Johanna Aitchison has published three collections of poems, Miss Dust (2015), a long girl ago (2007), and Oh My God I’m Flying (199). She was the 2019 Mark Strand Scholar at the Sewanee Writers’ Conference (Tennessee) in 2019; and her poetry has been published in New Zealand, the U.S., and Japan. Her poem “Miss Dust in a Motel Room” is forthcoming in Landfall 241.

Jane Arthur lives in Wellington, where she is the co-owner and manager of a small independent bookshop. Her debut poetry collection, Craven, won the Jessie Mackay Award (Best First Book) at the 2020 Ockham NZ Book Awards.

Tusiata Avia is an internationally acclaimed poet, performer and children’s author. She has published 4 collections of poetry, 3 children’s books and her play ‘Wild Dogs Under My Skirt’ had its off-Broadway debut in NYC, where it took out The Fringe Encore Series 2019 Outstanding Production of the Year. Most recently Tusiata was awarded a 2020 Arts Foundation Laureate and a Member of the New Zealand Order of Merit for services to poetry and the arts.

Morgan Bach is a poet recently returned to her home town of Wellington, where she also works as a bookseller.

Amy Brown is a writer and teacher from Hawkes Bay. She has taught Creative Writing at the University of Melbourne (where she gained her PhD), and Literature and Philosophy at the Mac.Robertson Girls’ High School. She has also published a series of four children’s novels, and three poetry collections. Her latest book, Neon Daze, a verse journal of early motherhood, was included in The Saturday Paper’s Best Books of 2019. She is currently taking leave from teaching to write a novel.
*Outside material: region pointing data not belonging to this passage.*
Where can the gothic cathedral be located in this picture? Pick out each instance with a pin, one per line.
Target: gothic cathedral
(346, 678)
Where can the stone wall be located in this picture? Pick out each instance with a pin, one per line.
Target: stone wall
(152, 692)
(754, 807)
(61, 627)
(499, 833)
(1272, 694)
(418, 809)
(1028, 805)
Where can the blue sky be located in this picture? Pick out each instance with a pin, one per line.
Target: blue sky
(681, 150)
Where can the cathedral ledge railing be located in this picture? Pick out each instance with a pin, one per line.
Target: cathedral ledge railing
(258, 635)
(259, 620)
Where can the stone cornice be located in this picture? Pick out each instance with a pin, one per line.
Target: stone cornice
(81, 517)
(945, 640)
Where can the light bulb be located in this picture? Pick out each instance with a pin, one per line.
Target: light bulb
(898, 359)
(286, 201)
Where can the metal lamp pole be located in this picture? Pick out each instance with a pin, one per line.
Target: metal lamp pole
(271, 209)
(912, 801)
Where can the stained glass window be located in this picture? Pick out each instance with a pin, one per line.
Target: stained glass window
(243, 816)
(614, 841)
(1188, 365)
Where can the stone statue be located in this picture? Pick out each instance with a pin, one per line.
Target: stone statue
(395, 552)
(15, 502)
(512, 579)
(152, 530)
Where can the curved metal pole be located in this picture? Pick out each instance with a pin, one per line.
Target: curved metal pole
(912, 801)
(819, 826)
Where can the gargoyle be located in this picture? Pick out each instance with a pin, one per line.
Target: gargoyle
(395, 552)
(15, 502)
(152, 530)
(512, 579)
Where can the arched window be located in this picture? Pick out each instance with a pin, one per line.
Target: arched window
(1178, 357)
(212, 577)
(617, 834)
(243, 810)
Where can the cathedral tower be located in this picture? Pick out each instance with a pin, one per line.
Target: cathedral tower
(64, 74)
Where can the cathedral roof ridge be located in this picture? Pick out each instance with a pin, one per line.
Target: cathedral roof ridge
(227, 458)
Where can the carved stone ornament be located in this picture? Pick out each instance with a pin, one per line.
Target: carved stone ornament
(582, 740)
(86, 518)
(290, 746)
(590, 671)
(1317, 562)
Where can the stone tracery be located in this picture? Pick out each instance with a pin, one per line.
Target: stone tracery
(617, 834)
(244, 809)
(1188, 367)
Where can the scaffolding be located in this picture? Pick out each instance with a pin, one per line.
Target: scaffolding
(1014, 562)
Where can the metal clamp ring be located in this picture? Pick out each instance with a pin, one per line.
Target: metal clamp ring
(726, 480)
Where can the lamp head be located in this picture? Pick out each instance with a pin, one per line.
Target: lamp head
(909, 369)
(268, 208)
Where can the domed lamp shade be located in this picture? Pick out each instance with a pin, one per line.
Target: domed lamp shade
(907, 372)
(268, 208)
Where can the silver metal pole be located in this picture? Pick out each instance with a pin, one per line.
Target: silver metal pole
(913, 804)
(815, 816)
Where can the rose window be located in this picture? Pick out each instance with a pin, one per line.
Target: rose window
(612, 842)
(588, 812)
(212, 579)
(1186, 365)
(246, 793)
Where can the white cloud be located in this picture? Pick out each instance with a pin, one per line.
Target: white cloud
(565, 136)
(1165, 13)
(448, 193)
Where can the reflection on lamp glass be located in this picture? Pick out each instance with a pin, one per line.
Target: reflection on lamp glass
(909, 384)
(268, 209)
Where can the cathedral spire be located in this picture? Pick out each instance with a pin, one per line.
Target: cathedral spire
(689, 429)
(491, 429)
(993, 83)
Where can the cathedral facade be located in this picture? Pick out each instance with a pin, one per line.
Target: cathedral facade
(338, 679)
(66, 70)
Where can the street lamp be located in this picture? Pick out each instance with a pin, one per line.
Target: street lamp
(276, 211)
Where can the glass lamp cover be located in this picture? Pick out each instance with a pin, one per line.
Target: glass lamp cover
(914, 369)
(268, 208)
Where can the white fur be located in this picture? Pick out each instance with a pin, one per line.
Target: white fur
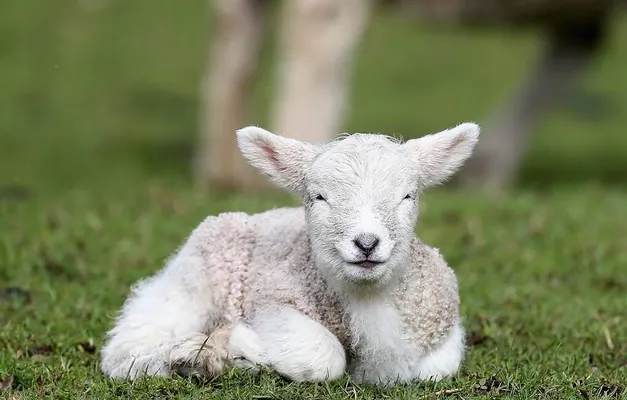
(362, 184)
(295, 346)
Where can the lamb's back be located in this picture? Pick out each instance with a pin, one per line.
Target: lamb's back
(281, 271)
(427, 297)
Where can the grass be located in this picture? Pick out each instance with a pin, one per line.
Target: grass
(98, 114)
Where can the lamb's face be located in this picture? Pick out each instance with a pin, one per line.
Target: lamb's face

Helen Jacobs, aged 92, was born in Pātea and wrote her first poem nearly fifty years ago in response to a TV programme on nuclear war, publishing her first collection of poetry in 1984 and becoming actively involved with the poetry community in Christchurch for many years. She adopted the name Helen Jacobs to keep her writing separate from her life as local body politician, environmental activist and art advocate Elaine Jakobsson. Helen lives in a retirement village with the art she has collected over the years and a balcony of pot plants, delighted the world continues to offer her things to write about.

Wes Lee lives in Paekakariki. Her latest poetry collection, By the Lapels, was launched in Wellington (Steele Roberts Aotearoa, 2019). Her work has appeared in Best New Zealand Poems, Poetry London, Turbine, Poetry New Zealand, Westerly, The Stinging Fly, Landfall, The New Zealand Listener, Australian Poetry Journal, among others. She has won a number of awards for her writing, including, The BNZ Katherine Mansfield Literary Award. Most recently she was awarded the Poetry New Zealand Prize 2019 by Massey University Press, and shortlisted for The Inaugural NZSA Laura Solomon Cuba Press Prize 2021.

Bill Manhire founded the creative writing programme at Victoria University of Wellington, which a little over 20 years ago became the International Institute of Modern Letters. His new book Wow is published by Victoria University Press in New Zealand and Carcanet in the UK.

Tayi Tibble (Te Whānau ā Apanui/Ngāti Porou) was born in 1995 and lives in Wellington. Her first book Poūkahangatus won the Jessie Mackay Award for Best First Book of Poetry in 2019. Her new collection Rangikura will be published in June by Victoria University Press.

E Wen Wong is a first-year Law and Science student at the University of Canterbury. She was the winner of the 2020 National Schools Poetry Award.